En verano, el sol se niega a
desaparecer de la escena. Se aferra al cielo, aunque sabe que tiene perdida la
lucha y acabará cayendo tras el horizonte. El ciclo no cesa, es infatigable. Las
imágenes se pueblan de luz difusa, se van desvaneciendo en la penumbra primero
y luego en la oscuridad, despacio, con parsimonia, como si también ellas
disfrutaran del verano y su ritmo mortecino.
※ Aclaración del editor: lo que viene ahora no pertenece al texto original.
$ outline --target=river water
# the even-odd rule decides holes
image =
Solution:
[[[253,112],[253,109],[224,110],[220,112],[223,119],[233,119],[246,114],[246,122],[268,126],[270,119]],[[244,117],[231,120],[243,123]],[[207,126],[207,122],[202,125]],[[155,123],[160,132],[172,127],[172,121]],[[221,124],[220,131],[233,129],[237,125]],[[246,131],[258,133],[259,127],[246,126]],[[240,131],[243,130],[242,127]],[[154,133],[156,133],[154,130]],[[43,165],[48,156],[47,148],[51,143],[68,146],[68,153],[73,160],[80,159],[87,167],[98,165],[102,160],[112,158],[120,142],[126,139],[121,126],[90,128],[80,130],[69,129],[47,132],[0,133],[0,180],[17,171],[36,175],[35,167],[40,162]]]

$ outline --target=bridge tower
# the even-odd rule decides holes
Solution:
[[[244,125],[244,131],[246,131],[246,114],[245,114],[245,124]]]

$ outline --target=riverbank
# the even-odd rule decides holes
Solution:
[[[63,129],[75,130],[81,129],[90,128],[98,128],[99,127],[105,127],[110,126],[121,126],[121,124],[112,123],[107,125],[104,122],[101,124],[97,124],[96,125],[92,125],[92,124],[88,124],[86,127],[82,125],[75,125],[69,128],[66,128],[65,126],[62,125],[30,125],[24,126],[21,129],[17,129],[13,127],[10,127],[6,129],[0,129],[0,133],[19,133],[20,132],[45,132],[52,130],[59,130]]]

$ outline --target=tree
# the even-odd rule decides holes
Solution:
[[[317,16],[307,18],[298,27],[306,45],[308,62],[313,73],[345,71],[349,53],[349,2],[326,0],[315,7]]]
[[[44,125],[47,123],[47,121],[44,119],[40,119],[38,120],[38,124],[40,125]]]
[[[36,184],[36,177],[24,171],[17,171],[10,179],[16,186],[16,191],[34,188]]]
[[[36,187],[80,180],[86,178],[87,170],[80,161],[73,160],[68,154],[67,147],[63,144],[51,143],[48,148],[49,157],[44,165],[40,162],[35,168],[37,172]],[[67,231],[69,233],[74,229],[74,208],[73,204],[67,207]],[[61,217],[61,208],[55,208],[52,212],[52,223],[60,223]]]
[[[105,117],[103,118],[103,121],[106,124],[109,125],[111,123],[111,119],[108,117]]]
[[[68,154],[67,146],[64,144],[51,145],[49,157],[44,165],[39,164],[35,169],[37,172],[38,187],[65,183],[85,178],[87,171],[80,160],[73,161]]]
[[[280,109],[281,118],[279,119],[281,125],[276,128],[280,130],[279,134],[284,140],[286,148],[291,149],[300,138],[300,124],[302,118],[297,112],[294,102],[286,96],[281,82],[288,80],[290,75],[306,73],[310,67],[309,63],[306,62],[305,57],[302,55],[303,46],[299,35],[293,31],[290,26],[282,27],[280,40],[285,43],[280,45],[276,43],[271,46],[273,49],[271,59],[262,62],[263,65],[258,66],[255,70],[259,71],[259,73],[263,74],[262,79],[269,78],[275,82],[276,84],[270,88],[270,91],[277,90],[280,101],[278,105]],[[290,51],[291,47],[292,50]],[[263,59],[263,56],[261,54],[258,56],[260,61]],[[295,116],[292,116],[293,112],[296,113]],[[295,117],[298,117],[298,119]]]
Al salir del hotel me encontré
con la atractiva luz del atardecer sobre la ciudad. Desde la novena planta la
vista del otro lado del río era bastante completa. Apreciaba bien las colinas, los
desarrollos urbanísticos que vencían la altura de las jugosas copas de los
árboles. No había sido consciente de ese verdor intenso. Tampoco de las nubes
oscuras que simulaban una tapa sobre la ciudad y causaban un bochorno húmedo
terrible. La temperatura era muy alta y el aire que reptaba por las calles era
caliente, como traído del desierto. Empecé a caminar y se cubrió mi frente de
una fina capa de sudor.
Después de cruzar la avenida 8
de septiembre se desplegaba una calle peatonal ideal para el ritual del paseo.
Los edificios eran desiguales, algunos vistosos a pesar de su mal estado. Las
bocacalles de la izquierda eran más atractivas que las de la derecha. Allí me
esperaba Tatiana para tomar una cerveza y charlar.